Predict ligand binding sites (P2Rank algorithm)

prank predict test.ds                             # run on whole dataset (containing list of pdb files)

prank predict -f test_data/1fbl.pdb               # run on single pdb file
prank predict -f test_data/1fbl.pdb.gz            # run on single gzipped pdb file

prank predict -threads 8          test.ds         # specify no. of working threads for parallel processing
prank predict -o output_here      test.ds         # explicitly specify output directory
prank predict -c predict2.groovy  test.ds         # specify configuration file (predict2.groovy uses 
                                                    different prediction model and combination of parameters)

Evaluate prediction model

...on a file or a dataset with known ligands.

prank eval-predict -f test_data/1fbl.pdb
prank eval-predict test.ds

Prediction output

For each file in the dataset program produces a CSV file in the output directory named <pdb_file_name>_predictions.csv, which contains an ordered list of predicted pockets, their scores, coordinates of their centroids and list of PDBSerials of adjacent amino acids and solvent exposed atoms.

If coordinates of SAS points that belong to predicted pockets are needed they can be found in visualizations/data/<pdb_file_name>_points.pdb. There "Residue sequence number" (23-26) of HETATM record corresponds to the rank of corresponding pocket (points with value 0 do not belong to any pocket).

Configuration

You can override default params with custom config file:

prank predict -c config/example.groovy  test.ds
prank predict -c example.groovy         test.ds

It is also possible to override the default params on the command line using their full name. To see complete list of params look into config/default.groovy.

prank predict                   -seed 151 -threads 8  test.ds
prank predict -c example.groovy -seed 151 -threads 8  test.ds

Rescoring (PRANK algorithm)

In addition to predicting new ligand binding sites, P2Rank is also able to rescore pockets predicted by other methods (Fpocket, ConCavity, SiteHound, MetaPocket2, LISE and DeepSite are supported at the moment).

prank rescore test_data/fpocket.ds
prank rescore fpocket.ds                 # test_data/ is default 'dataset_base_dir'
prank rescore fpocket.ds -o output_dir   # test_output/ is default 'output_base_dir'

Evaluate rescoring model

prank eval-rescore fpocket.ds

Comparison with Fpocket

Fpocket is widely used open source ligand binding site prediction program. It is fast, easy to use and well documented. As such, it was a great inspiration for this project. Fpocket is written in C and it is based on a different geometric algorithm.

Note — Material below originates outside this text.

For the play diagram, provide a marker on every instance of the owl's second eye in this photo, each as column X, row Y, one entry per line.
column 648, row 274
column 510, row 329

Some practical differences:

  • Fpocket
    • has much smaller memory footprint
    • runs faster when executed on a single protein
    • produces a high number of less relevant pockets (and since the default scoring function isn't very effective the most relevant pockets often doesn't get to the top)
    • contains MDpocket algorithm for pocket predictions from molecular trajectories
    • still better documented
  • P2Rank
    • achieves significantly better identification success rates when considering top-ranked pockets
    • produces smaller number of more relevant pockets
    • speed:
      • slower when running on a single protein (due to JVM startup cost)
      • approximately as fast on average running on a big dataset on a single core
      • due to parallel implementation potentially much faster on multi core machines
    • higher memory footprint (~1G but doesn't grow much with more parallel threads)

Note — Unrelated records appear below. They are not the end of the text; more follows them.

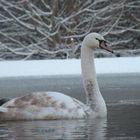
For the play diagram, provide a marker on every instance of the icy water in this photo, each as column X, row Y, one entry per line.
column 122, row 123
column 121, row 92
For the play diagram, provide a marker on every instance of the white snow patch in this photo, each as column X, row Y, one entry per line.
column 67, row 67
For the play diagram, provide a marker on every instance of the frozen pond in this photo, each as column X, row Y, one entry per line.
column 122, row 123
column 121, row 92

Both Fpocket and P2Rank have many configurable parameters that influence behaviour of the algorithm and can be tweaked to achieve better results for particular requirements.

Thanks

This program builds upon software written by other people, either through library dependencies or through code included in it's source tree (where no library builds were available). Notably:

Contributing

We welcome any bug reports, enhancement requests, and other contributions. To submit a bug report or enhancement request, please use the GitHub issues tracker. For more substantial contributions, please fork this repo, push your changes to your fork, and submit a pull request with a good commit message.